Om beschadiging van waterscheidende bodemlagen te voorkomen mag het ondergrondse deel van een bodemenergiesysteem na beëindiging van het gebruik niet worden verwijderd. De buizen moeten zodanig met een waterondoorlatend materiaal worden gevuld dat de werking van de afsluitende lagen zoveel mogelijk wordt hersteld. Hoe dit moet gebeuren is aangegeven in het protocol 2101 Mechanisch boren. Hierin staat ook met welk materiaal de doorboring na de buitengebruikstelling moet worden afgewerkt.

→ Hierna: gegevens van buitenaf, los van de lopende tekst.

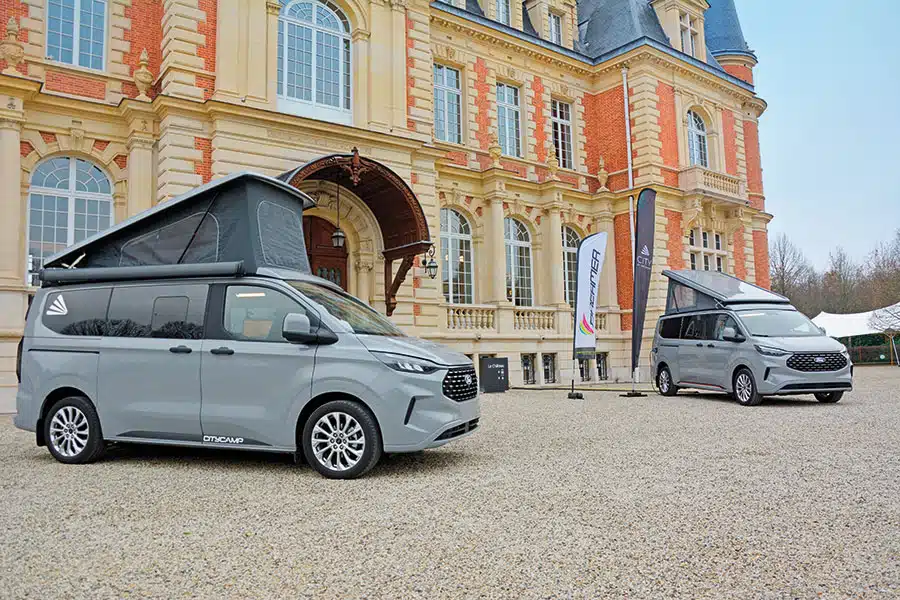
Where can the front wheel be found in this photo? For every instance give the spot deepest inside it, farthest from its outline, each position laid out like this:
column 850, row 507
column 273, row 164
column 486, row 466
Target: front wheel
column 341, row 440
column 829, row 397
column 745, row 391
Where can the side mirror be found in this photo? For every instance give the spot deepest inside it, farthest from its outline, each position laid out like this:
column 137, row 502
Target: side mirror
column 730, row 334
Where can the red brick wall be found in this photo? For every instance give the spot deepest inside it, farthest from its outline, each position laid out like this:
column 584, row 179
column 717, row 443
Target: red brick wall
column 75, row 85
column 675, row 245
column 604, row 127
column 624, row 259
column 145, row 32
column 13, row 8
column 208, row 51
column 540, row 120
column 482, row 105
column 668, row 135
column 761, row 258
column 730, row 138
column 741, row 72
column 204, row 166
column 740, row 257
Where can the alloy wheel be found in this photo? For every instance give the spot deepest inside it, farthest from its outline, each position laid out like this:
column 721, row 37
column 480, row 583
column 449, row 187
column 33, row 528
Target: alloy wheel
column 69, row 431
column 338, row 441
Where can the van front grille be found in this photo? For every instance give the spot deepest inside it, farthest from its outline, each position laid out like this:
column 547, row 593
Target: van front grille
column 461, row 384
column 812, row 362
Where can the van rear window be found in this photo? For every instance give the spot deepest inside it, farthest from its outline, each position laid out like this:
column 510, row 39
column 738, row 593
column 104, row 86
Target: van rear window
column 77, row 312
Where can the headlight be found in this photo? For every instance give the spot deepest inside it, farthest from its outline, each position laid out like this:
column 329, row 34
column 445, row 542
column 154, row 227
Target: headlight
column 407, row 364
column 770, row 351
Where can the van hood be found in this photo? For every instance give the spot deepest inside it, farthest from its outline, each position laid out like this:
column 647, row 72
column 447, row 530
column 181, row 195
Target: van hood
column 415, row 347
column 819, row 343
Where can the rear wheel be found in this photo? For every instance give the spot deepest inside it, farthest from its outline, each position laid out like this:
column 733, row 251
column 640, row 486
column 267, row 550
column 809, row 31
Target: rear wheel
column 72, row 431
column 664, row 382
column 829, row 397
column 745, row 391
column 341, row 440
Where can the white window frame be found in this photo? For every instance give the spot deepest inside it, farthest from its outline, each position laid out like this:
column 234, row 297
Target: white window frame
column 562, row 133
column 310, row 108
column 71, row 194
column 448, row 92
column 511, row 243
column 554, row 28
column 447, row 237
column 698, row 140
column 510, row 115
column 76, row 37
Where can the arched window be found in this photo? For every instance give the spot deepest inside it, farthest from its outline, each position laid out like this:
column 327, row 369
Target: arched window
column 70, row 199
column 570, row 262
column 697, row 146
column 456, row 251
column 314, row 60
column 518, row 263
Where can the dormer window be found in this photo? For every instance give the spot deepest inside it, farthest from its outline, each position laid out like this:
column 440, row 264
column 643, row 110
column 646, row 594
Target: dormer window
column 689, row 35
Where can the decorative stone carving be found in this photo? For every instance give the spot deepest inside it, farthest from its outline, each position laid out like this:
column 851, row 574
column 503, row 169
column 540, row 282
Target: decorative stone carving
column 11, row 49
column 143, row 78
column 602, row 174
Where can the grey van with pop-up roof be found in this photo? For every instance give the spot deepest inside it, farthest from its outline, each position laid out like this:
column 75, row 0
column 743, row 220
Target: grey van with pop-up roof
column 239, row 348
column 722, row 334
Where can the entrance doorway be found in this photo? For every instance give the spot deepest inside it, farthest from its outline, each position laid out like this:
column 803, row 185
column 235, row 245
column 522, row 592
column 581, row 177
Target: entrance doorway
column 325, row 260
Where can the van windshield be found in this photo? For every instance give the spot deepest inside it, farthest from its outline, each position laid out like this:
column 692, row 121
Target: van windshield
column 353, row 314
column 778, row 323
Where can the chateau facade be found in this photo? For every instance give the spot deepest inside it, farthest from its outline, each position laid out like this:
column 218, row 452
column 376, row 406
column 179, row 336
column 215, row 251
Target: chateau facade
column 501, row 131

Hiervoor kunnen ook andere materialen dan klei worden gebruikt.

Titel 12.3 Inwerkingtreding

Artikel 12.3.1. regelt de inwerkingtreding van de verordening.

Titel 12.4 Citeertitel

Artikel 12.4.1. regelt de wijze van citeren van deze verordening.

Titel 12.5 Actualisatie Omgevingsverordening

Artikelsgewijze toelichting

Artikel 12.5.1 Kennelijke onvolkomenheden

Dit artikel regelt de bevoegdheid voor GS om de tekst van de Omgevingsverordening en de bijbehorende kaarten te corrigeren als blijkt dat er sprake is van kennelijke onjuistheden in de tekst of de begrenzing van gebieden.


Noot
2

Voor meer informatie zie: De vitale coalitie van de provincie Overijssel (2008).

Noot
1)

‘Kapitaalintensieve functies’ zijn functies die om hoge investeringskosten vragen per vierkante meter, zoals woonwijken, bedrijventerreinen, glastuinbouwgebieden;

Noot
2

GVE staat voor GrootVee-Eenheid = één melkkoe van 450 kilogram.

Noot
1)

Wijziging van het Besluit burgerluchthavens en de Regeling Toezicht Luchtvaart, Staatsblad nr. 120, d.d. 16 maart 2016

Noot
2

Ministerie van Infrastructuur & Milieu, Informatiebulletin lasers en lichten met hoge intensiteit in relatie tot luchtvaart, d.d.10 juli 2012.